McCormick commented, "Can you believe this shit! I wonder how much we pay the guy/girl who actually sits and reads every book that comes in for offending passages. How about you tear out pages 259-261 and re-send this book back with a copy of the rejection and a notation that the offending pages have been removed."
Which is exactly what I did. This time, though, my cover letter to the warden was ignored, and the book was returned, stamped "Unauthorized." I had called their bluff. Obviously, McCormick was being punished simply because he happened to be a prisoner.
I then corresponded with several friends in prisons around the country to find out what they had not been allowed to read. I wanted to see other examples of arbitrary and frivolous censorship by prison personnel. Here are some results of my informal survey:
* "The Texas Department of Corrections blocked Bo Lozoff's Breaking Out of Jail, a book about teaching meditation to prison inmates."
* "Disallowed: Trainspotting because of its `glorification of drug use.' Tom Robbins' Still Life With Woodpecker because it has a chapter that `contains information about bombmaking.'"
* "An inmate couldn't get nude pictures of his wife sent to him but could get a subscription to Playboy. The rationale: A wife deserved more respect."
* "They kept out The Anarchist's Cookbook. No kiddie porn, no tales or photos suggesting sex with a guard, no photos showing frontal or rear nudity--not even a wife or friend."
* "The Utah prison system banned Rolling Stone as being an anarchist publication."
* "A Revolution in Kindness is banned from the Louisiana State Penitentiary at Angola as `a threat to internal security.' It was intended for Herman Wallace, who contributed an essay about how he organized a chess tournament on his cell block as a way of easing tensions and minimizing violence between inmates. Wallace is one of the Angola Three--Black Panthers who have been in solitary confinement for 31 years trying to improve conditions in the `bloodiest prison in America' in the early 1970s."
* "All hardback books forbidden, because the covers could be fashioned into weapons. Educational textbooks--a new rule precludes prisoners on death row [including this particular prisoner] or in lockdown from taking correspondence courses--and I've had a couple of books returned to sender on the claim they appeared to be for a course. MAPS [Multidisciplinary Association for Psychedelic Studies]--their publication was sent back several times because maps are not allowed in here.

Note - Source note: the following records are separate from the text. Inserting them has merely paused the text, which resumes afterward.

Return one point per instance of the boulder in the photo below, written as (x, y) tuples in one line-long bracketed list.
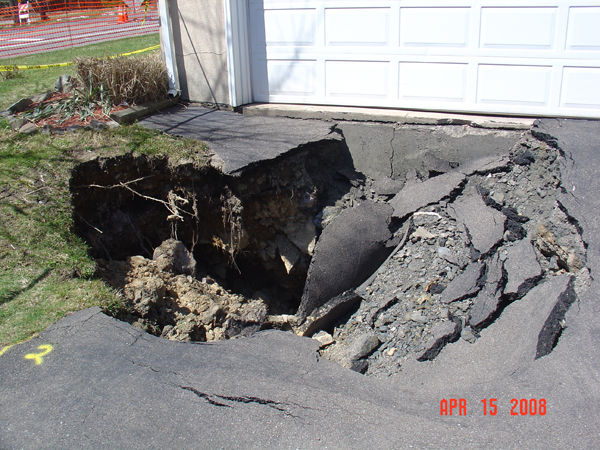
[(172, 256), (485, 225)]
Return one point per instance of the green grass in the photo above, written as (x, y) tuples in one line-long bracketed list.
[(29, 82), (45, 270)]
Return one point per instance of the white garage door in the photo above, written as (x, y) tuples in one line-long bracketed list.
[(539, 57)]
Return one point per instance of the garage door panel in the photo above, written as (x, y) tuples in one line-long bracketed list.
[(526, 28), (432, 81), (290, 26), (291, 77), (581, 87), (584, 28), (357, 26), (357, 78), (539, 57), (513, 84), (423, 27)]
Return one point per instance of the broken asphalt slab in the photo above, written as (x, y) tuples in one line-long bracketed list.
[(238, 141), (103, 383)]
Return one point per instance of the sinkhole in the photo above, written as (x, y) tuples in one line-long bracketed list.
[(249, 238)]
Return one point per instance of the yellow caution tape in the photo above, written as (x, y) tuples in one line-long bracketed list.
[(47, 66)]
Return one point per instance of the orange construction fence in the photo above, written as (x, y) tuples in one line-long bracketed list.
[(38, 26)]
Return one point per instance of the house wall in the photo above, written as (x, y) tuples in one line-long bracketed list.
[(200, 49)]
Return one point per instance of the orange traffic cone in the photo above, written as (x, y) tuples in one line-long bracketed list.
[(122, 15)]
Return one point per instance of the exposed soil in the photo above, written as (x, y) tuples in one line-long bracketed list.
[(251, 241)]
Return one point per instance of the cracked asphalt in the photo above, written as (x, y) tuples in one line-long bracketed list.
[(90, 381)]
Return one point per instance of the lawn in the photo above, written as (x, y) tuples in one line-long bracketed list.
[(28, 82), (45, 270)]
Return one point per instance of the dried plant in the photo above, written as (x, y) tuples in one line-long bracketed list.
[(130, 80)]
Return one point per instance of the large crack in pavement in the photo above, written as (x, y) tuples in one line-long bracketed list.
[(106, 384)]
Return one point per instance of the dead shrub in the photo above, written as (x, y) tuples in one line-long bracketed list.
[(131, 80)]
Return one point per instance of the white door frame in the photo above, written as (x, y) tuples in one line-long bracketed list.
[(238, 52)]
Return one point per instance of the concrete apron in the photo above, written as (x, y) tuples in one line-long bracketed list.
[(125, 388)]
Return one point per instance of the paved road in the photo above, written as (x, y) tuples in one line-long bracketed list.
[(52, 35), (94, 382)]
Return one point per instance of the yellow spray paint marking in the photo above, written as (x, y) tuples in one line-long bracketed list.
[(38, 357), (5, 349)]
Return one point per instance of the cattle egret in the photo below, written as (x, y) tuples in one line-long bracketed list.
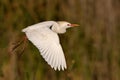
[(44, 36)]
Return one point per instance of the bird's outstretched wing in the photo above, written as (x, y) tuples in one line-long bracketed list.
[(48, 44)]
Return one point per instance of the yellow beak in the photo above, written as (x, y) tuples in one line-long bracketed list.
[(74, 25)]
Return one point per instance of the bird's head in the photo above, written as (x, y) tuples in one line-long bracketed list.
[(62, 26)]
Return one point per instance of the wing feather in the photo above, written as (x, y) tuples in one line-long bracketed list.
[(48, 44)]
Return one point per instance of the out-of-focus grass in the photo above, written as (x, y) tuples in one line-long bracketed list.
[(91, 50)]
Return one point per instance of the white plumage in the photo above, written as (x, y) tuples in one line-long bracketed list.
[(44, 36)]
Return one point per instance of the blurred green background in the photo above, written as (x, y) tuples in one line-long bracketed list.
[(92, 50)]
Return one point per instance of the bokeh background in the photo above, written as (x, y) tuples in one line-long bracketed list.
[(92, 50)]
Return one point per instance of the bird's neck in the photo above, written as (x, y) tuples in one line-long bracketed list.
[(58, 29)]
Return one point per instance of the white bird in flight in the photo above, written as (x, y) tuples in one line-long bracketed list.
[(44, 36)]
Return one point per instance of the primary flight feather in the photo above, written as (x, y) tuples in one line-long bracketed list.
[(44, 36)]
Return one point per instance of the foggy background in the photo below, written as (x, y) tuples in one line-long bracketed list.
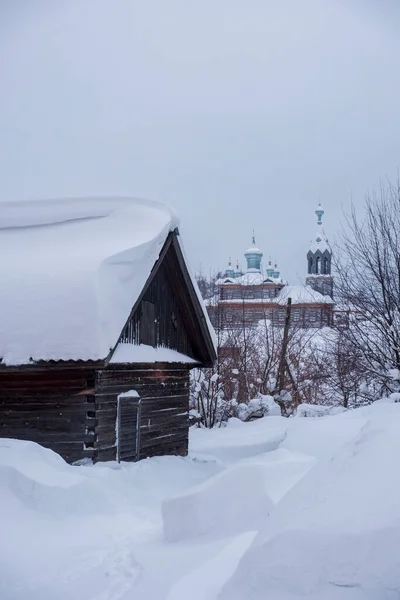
[(240, 114)]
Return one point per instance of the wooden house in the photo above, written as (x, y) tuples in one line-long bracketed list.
[(100, 324)]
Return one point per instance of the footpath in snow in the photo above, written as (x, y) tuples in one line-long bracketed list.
[(277, 508)]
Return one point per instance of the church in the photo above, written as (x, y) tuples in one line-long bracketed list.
[(258, 293)]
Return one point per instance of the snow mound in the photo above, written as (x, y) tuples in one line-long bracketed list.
[(229, 444), (336, 534), (219, 506), (236, 500), (74, 270), (317, 410)]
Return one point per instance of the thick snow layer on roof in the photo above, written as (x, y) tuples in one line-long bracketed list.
[(249, 278), (200, 299), (71, 271), (302, 294), (133, 353)]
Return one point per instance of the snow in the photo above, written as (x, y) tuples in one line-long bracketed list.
[(302, 294), (133, 353), (219, 506), (276, 508), (71, 272)]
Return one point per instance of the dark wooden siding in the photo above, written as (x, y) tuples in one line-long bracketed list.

High Times was repeatedly denied becasuse it posed a danger to the safe, secure and orderly operation of the institution. `Smut mags' like Hustler are reviewed monthly."
* "There's a whole new genre of men's magazines:--Maxim, Stuff, For Him--which show it all except for nipples and beaver. Now the feds want to ban Maxim due to `security' reasons. The `rejected mail' slip they send you when some verboten material arrives has a box to check (to specify offending matter) which says `pubic hair.' "
* "Peace activist William Combs spent eight days in solitary confinement for receiving and sharing with other imates what federal authorities consider disruptive, if not subversive, political literature. The offending `propaganda' included commentary by such extremists as Bill Moyers and Ellen Goodman, and included an article published in Reader's Digest. The common thread was that they all questioned the wisdom of government policy."
The name of the game is control in the guise of security--a microcosm of the nation outside prison walls (see
PrisonsFoundation.org)--the practice of power without compassion.
After Magic Mushrooms and Other Highs was rejected for the second time, I appealed to the Regional Director of the Bureau of Prisons (as instructed by the warden) for an independent review. I also wrote to the ACLU. I heard back from neither.
Todd McCormick was released from prison in December 2003. Among so many other things to catch up on, he would finally be able to read what he had written. However, he was discharged to a halfway house, where all his books and magazines were confiscated as "paraphernalia."